Internally, an ODF "automatic" Style is created for each unique combination of properties, re-using styles when possible. Fonts are automatically registered.

An ODF Style which already exists (or will be created) may be used by passing a single special property list

[style-name => "name of style"]

$context->Hinsert_content([content], OPTIONS)

This works like ODF::lpOD::Element::insert_element() except the possibly-multiple segments to be inserted are described by a high-level [content] specification (as described for Hreplace).

The segment(s) actually inserted will include spans and the special ODF objects representing tabs, spaces and newlines as implied by the characters in [content].

OPTIONS may contain:

position => ...  # default is FIRST_CHILD

chomp => BOOL    # remove \n from end of content, if any

The new content is inserted at the indicated position relative to $context.

If multiple segments are inserted, the first one will be at the indicated position and the others will be immediately-following siblings of the first.

Returns nothing.

Empty elements are deleted (or not inserted).

$node->self_or_parent($tag)

Returns $node or it's nearest ancestor which matches a gi

Currently this throws an exception if neither $node or an ancestor matches $tag.

$context->descendants_pruned($cond, $prune_cond)

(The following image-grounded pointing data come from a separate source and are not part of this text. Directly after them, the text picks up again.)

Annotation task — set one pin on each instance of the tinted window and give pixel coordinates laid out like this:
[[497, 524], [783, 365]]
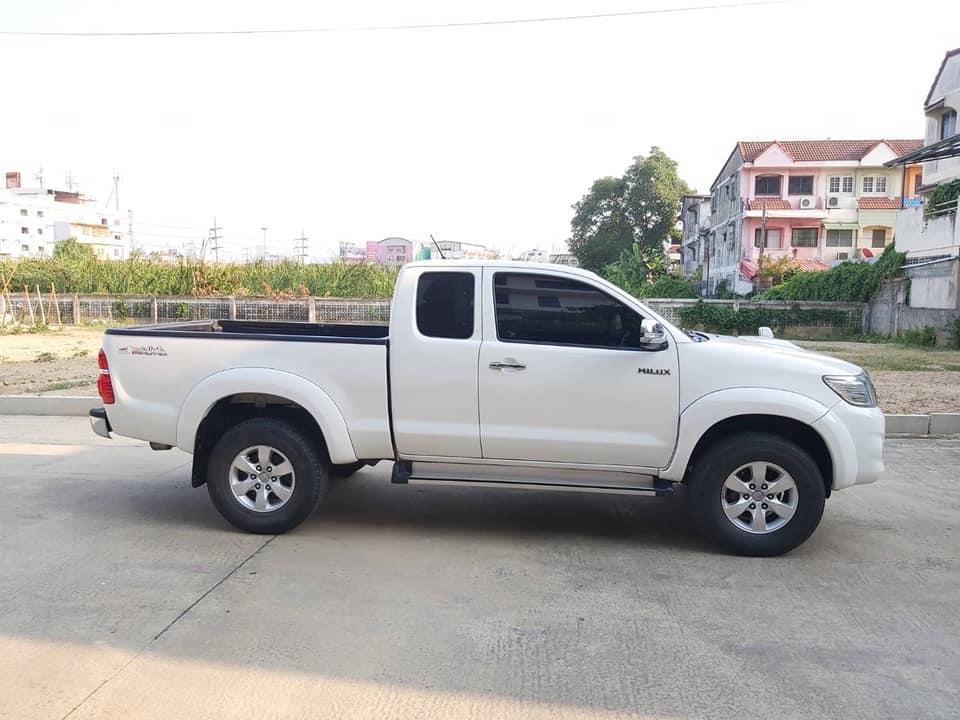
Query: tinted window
[[445, 305], [535, 309]]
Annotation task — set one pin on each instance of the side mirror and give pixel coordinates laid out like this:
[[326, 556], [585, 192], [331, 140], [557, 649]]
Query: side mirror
[[652, 335]]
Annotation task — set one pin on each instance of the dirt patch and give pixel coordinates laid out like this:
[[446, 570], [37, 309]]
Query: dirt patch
[[56, 362]]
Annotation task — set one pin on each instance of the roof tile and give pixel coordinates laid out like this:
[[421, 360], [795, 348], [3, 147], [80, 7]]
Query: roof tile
[[825, 150], [879, 203]]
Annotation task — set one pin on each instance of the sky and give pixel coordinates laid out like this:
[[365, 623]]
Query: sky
[[484, 134]]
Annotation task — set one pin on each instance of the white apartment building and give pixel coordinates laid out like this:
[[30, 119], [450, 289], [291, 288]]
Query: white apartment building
[[34, 219]]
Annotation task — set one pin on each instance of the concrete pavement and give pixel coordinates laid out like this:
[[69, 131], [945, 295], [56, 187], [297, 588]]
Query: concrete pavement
[[123, 594]]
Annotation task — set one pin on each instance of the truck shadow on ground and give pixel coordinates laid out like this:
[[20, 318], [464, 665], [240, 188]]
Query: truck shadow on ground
[[369, 500]]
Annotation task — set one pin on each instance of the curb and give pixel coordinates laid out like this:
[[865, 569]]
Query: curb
[[47, 405], [934, 424]]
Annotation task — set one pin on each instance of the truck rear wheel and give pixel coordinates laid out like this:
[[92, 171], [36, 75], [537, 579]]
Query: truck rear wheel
[[264, 476], [757, 494]]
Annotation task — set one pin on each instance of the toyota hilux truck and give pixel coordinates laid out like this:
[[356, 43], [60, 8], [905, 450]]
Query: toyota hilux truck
[[496, 374]]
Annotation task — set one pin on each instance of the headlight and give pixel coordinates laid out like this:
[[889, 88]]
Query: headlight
[[855, 389]]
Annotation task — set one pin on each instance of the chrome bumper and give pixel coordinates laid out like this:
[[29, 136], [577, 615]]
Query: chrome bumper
[[99, 422]]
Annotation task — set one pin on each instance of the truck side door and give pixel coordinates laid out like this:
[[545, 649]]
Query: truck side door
[[563, 378], [435, 336]]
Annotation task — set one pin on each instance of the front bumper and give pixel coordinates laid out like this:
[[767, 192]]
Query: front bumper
[[99, 422], [855, 438]]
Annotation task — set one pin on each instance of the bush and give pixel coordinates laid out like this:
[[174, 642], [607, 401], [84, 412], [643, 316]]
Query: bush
[[922, 337], [668, 287], [73, 268], [723, 319], [848, 282]]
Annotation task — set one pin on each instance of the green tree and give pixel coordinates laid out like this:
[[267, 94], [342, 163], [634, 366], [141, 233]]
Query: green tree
[[639, 208]]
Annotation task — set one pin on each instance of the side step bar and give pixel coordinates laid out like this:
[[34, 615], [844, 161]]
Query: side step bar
[[406, 472]]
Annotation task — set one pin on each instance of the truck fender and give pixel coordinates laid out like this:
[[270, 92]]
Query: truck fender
[[706, 411], [265, 381]]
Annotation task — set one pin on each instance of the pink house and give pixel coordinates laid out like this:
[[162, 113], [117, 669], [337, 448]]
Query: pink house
[[819, 201]]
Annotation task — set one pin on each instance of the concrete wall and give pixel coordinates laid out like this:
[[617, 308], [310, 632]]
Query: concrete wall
[[935, 286], [889, 314], [921, 237]]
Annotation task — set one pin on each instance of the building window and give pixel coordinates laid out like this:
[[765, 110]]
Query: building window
[[804, 237], [445, 305], [575, 314], [800, 185], [839, 238], [767, 185], [773, 238], [840, 183], [874, 184], [948, 124]]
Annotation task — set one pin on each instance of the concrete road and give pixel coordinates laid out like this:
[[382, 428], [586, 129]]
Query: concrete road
[[124, 595]]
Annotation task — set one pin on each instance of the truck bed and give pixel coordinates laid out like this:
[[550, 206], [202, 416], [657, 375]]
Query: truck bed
[[261, 330]]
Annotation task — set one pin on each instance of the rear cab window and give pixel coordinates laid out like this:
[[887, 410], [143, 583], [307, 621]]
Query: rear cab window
[[540, 309], [445, 304]]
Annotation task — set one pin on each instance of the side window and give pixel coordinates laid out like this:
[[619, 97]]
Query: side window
[[445, 304], [555, 311]]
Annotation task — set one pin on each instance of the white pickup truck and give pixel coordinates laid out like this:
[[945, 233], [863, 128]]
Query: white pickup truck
[[500, 374]]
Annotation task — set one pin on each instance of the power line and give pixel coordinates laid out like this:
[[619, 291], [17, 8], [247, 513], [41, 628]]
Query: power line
[[416, 26], [300, 246]]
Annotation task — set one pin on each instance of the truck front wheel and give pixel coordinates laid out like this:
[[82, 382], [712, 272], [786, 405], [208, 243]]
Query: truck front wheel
[[264, 476], [757, 494]]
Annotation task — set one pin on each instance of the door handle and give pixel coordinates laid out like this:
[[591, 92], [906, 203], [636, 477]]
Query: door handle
[[510, 364]]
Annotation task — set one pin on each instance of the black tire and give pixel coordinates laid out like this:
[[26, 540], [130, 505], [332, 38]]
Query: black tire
[[342, 472], [309, 467], [718, 462]]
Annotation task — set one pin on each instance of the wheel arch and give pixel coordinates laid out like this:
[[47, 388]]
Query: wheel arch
[[229, 397], [803, 435], [737, 410]]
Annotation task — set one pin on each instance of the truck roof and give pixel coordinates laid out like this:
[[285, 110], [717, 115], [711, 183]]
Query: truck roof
[[522, 265]]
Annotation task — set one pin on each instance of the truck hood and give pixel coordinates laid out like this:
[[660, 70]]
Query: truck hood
[[724, 362]]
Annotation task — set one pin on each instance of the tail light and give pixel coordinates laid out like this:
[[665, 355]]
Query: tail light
[[104, 383]]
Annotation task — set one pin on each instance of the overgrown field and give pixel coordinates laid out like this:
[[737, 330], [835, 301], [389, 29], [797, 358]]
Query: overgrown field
[[80, 273]]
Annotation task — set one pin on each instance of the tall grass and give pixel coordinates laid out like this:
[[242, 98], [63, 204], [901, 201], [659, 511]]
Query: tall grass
[[141, 276]]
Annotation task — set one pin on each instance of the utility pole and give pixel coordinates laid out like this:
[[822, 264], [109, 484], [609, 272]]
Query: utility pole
[[300, 246], [130, 230], [215, 238]]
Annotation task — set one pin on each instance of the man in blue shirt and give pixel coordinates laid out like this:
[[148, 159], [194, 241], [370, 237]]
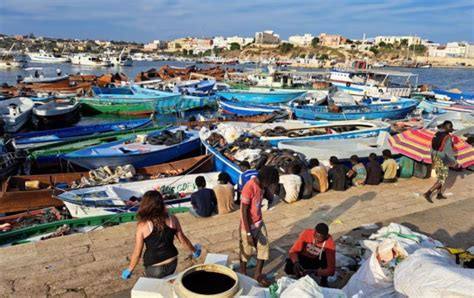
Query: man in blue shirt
[[247, 174], [203, 200]]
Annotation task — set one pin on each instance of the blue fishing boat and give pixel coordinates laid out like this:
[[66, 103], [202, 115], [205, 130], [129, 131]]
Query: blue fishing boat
[[295, 130], [191, 86], [260, 97], [139, 154], [240, 108], [395, 110], [36, 138], [445, 94]]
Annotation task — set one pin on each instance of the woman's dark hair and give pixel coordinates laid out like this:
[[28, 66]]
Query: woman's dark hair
[[200, 181], [268, 176], [387, 153], [223, 177], [313, 162], [444, 124], [333, 160], [322, 229], [244, 164], [152, 208]]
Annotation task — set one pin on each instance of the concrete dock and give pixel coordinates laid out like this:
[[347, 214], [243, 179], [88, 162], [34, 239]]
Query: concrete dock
[[90, 264]]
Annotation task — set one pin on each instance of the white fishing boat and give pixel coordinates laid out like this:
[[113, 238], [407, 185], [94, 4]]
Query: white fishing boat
[[343, 149], [44, 57], [277, 132], [374, 83], [90, 60], [121, 60], [8, 61], [56, 114], [37, 76], [15, 112], [462, 122], [111, 199]]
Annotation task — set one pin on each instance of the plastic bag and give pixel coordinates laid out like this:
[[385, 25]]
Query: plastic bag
[[370, 281], [436, 275], [302, 288]]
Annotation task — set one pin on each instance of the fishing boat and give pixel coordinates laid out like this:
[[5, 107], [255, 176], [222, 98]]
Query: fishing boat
[[49, 157], [462, 122], [36, 138], [132, 101], [46, 230], [260, 97], [129, 151], [375, 83], [324, 149], [396, 110], [44, 57], [274, 133], [291, 130], [239, 108], [9, 162], [90, 60], [452, 94], [55, 114], [15, 112], [112, 199], [17, 197], [191, 86], [8, 61]]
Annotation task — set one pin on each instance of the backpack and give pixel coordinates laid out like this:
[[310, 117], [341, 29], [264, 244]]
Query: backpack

Similar to XML::Twig's descendants method but omits descendants of items which match prune_cond. An undef condition matches all items.

For example

@nodes = $some_paragraph->descendants_pruned(undef, qr/^text:[ph]$/);

would return all the nodes below $some_paragraph including any nested paragraph or heading nodes, but exluding the contents of those nested containers (nested paragraphs can occur, for example, in Frames in an outer paragraph).

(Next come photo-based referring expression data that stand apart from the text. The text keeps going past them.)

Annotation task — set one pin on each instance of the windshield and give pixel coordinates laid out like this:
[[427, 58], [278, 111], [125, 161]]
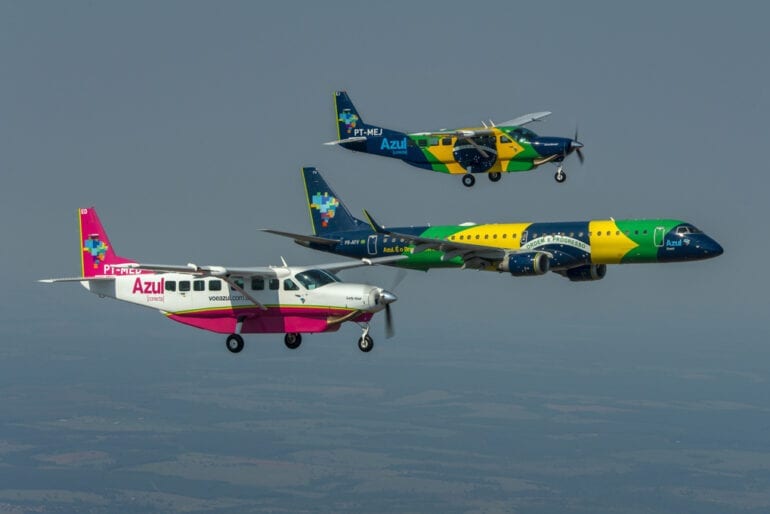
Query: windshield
[[687, 229], [523, 135], [315, 278]]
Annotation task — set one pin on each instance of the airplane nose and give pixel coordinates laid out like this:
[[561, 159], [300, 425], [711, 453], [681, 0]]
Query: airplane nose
[[713, 248], [387, 297]]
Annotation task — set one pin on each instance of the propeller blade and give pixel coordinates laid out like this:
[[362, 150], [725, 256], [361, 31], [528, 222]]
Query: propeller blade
[[400, 276], [389, 330]]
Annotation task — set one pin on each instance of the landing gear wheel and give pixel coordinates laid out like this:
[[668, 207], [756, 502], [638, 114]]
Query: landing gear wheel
[[365, 343], [292, 340], [234, 343]]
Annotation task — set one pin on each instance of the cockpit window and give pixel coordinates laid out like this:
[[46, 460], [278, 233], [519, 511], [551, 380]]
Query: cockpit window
[[523, 135], [315, 278]]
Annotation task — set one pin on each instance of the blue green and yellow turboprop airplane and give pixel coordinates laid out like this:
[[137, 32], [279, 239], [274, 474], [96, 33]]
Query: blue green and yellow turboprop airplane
[[492, 149], [577, 250]]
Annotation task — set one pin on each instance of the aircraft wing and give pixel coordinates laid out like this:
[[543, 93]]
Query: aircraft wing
[[339, 266], [474, 256], [348, 140], [300, 237], [527, 118]]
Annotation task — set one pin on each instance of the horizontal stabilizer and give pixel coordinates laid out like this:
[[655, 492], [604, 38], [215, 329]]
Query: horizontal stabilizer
[[375, 226], [300, 237], [523, 120], [348, 140], [74, 279]]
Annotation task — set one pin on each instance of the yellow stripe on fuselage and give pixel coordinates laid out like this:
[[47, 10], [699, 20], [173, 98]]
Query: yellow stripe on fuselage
[[608, 243]]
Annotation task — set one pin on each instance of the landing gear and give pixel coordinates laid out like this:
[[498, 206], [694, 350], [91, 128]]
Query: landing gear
[[234, 343], [365, 342], [292, 340]]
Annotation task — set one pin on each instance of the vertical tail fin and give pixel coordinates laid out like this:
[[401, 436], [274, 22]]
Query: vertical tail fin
[[96, 252], [327, 212], [348, 119]]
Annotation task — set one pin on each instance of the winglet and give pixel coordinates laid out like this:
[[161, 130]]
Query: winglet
[[375, 226]]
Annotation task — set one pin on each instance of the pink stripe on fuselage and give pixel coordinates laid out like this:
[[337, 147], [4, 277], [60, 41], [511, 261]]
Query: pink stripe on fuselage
[[274, 320]]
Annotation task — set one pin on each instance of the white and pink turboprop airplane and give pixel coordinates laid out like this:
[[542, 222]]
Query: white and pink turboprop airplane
[[275, 299]]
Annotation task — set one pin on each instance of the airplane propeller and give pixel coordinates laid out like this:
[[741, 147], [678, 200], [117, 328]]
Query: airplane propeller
[[389, 330]]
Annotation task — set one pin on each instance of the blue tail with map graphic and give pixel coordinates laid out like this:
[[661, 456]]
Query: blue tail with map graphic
[[327, 212], [354, 134]]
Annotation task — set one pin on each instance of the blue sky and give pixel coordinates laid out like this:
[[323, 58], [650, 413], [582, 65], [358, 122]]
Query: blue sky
[[186, 125]]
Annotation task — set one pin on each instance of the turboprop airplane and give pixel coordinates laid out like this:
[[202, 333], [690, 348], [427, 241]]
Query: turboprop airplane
[[577, 250], [492, 149], [277, 299]]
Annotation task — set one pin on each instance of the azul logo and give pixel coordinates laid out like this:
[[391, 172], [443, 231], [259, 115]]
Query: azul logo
[[96, 248], [349, 119], [326, 205], [677, 242], [396, 146], [148, 286]]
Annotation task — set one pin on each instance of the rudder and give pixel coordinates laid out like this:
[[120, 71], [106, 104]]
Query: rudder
[[96, 252], [327, 212]]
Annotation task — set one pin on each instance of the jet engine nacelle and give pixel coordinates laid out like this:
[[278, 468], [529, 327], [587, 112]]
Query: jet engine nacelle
[[587, 273], [526, 264]]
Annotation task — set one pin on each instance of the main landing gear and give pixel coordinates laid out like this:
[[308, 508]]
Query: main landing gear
[[292, 340], [365, 342], [234, 343], [560, 176]]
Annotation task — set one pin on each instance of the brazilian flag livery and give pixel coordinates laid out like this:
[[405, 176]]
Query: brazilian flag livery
[[578, 250]]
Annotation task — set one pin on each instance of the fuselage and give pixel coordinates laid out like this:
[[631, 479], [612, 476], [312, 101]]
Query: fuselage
[[499, 149], [292, 302], [569, 244]]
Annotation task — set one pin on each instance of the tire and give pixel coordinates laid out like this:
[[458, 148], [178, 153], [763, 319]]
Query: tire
[[292, 340], [234, 343], [365, 344]]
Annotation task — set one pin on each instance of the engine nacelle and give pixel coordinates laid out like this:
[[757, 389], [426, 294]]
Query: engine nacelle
[[586, 273], [526, 264]]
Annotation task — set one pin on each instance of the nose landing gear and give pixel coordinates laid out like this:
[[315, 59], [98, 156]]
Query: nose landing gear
[[365, 342], [560, 176]]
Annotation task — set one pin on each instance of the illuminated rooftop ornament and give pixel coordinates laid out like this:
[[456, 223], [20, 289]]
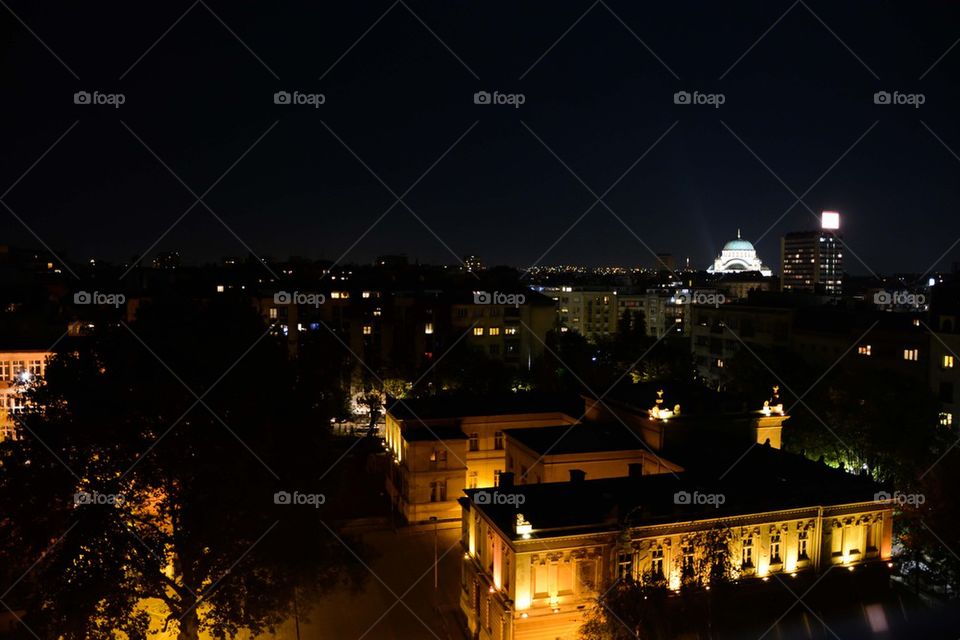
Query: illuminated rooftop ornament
[[774, 404], [522, 527], [658, 412]]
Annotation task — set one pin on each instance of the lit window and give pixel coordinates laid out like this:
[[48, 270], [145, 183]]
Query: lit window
[[747, 558], [625, 565], [656, 566]]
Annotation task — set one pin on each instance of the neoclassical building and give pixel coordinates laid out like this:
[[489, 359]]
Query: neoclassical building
[[738, 256], [536, 556]]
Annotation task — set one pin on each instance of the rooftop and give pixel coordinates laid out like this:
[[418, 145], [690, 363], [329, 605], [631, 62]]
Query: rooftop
[[457, 406], [581, 438]]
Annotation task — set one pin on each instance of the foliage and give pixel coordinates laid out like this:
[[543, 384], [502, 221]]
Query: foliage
[[631, 609], [128, 487]]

Note: The XPath subset supported by XML::Twig does not allow this kind of filtering.

$context->gen_style_name($family, SUFFIX)

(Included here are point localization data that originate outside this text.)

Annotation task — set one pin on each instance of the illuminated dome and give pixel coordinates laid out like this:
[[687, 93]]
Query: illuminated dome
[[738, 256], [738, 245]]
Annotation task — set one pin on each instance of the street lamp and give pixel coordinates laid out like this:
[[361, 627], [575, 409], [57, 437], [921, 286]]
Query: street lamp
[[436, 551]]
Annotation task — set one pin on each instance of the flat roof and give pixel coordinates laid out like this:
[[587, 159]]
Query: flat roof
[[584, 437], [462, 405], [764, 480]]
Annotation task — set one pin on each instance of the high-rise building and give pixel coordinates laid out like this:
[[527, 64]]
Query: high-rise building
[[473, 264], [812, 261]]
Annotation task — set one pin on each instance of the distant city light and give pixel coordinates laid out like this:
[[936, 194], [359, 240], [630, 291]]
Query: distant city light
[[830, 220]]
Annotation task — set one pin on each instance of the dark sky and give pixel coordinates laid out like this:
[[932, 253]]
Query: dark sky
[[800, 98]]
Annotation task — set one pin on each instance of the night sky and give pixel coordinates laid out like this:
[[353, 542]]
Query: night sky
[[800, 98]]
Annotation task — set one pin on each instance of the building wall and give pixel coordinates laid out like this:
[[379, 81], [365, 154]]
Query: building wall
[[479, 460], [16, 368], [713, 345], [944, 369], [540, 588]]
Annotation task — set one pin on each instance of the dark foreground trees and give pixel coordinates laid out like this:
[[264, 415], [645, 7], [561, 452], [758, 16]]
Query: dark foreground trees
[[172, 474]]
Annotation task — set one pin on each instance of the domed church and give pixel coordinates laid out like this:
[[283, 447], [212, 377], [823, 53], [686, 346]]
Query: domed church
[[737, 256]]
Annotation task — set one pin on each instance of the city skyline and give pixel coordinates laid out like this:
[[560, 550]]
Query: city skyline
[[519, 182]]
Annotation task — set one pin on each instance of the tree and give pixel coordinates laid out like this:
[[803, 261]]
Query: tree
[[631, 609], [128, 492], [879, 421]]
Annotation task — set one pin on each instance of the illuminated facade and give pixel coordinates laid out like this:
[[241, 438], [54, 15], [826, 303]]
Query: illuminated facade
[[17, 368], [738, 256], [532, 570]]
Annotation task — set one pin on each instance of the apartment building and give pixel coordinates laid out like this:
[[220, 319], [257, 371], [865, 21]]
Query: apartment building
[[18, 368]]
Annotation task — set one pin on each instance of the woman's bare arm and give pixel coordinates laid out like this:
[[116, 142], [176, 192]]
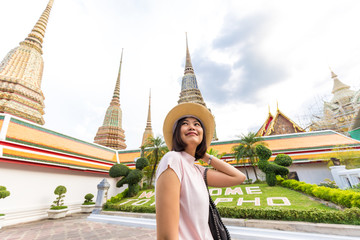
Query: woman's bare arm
[[225, 175], [167, 205]]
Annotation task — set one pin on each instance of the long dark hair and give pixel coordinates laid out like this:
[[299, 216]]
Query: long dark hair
[[179, 145]]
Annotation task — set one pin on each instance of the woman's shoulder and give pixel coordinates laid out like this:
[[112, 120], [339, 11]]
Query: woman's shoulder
[[171, 155]]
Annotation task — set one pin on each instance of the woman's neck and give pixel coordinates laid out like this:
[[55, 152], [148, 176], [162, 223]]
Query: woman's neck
[[190, 150]]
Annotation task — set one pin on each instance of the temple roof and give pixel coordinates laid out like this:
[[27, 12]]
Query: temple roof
[[262, 131], [280, 124]]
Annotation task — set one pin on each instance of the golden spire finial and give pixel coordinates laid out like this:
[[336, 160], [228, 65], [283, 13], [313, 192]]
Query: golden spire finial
[[188, 65], [36, 36], [117, 86], [149, 111]]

$context->gen_table_name(SUFFIX)

Generate a style or table name not currently in use.

In the case of a style, the $family must be specified ("text", "table", etc.).

SUFFIX is an optional string which will be appended to a generated unique name (to make it easier for humans to recognize).

$context may be the document itself or any Element.

FUNCTIONS (not methods)

Hautomatic_style($context, $family, properties...)

Find or create an 'automatic' (i.e. functionally anonymous) style with the specified properties.

Styles are re-used when possible, so the returned style object should not be modified because it might be shared.

$family must be "text" or another supported style family name (TODO: specify)

Property list items are as described for Hreplace.

Hcommon_style($context, $family, properties...)

Create a 'common' (i.e. named by the user) style from high-level props.

The name, which must not name an existing style, is given by name => "STYLENAME" somewhere in PROPs.

hashtostring($hashref)

Returns a single string representing the keys and values of a hash

fmt_node($node)

Format a single node for debug messages, without a final newline.

fmt_tree($top)

Format a node and all of it's children (sans final newline).

fmt_match($matchhash)

Format a match hashreffor debug messages (sans final newline).

HISTORY

The original ODF::lpOD_Helper was written in 2012. The code was reworked and this manual written in 2023. The API changed with version 3.000 .

As of Feb 2023, ODF::lpOD is not actively maintained (last updated in 2014, v1.126), and is now unusable as-is because of the warning mentioned above. With ODF::lpOD_Helper, ODF::lpOD is once again an extremely useful tool.

AUTHOR

Jim Avera (jim.avera AT gmail dot com)

LICENSE

ODF::lpOD (v1.126) may be used under the GPL 3 or Apache 2.0 license.

ODF::lpOD_Helper is in the Public Domain (or CC0 license), but requires ODF::lpOD to function so as a practical matter use must comply with ODF::lpOD's license.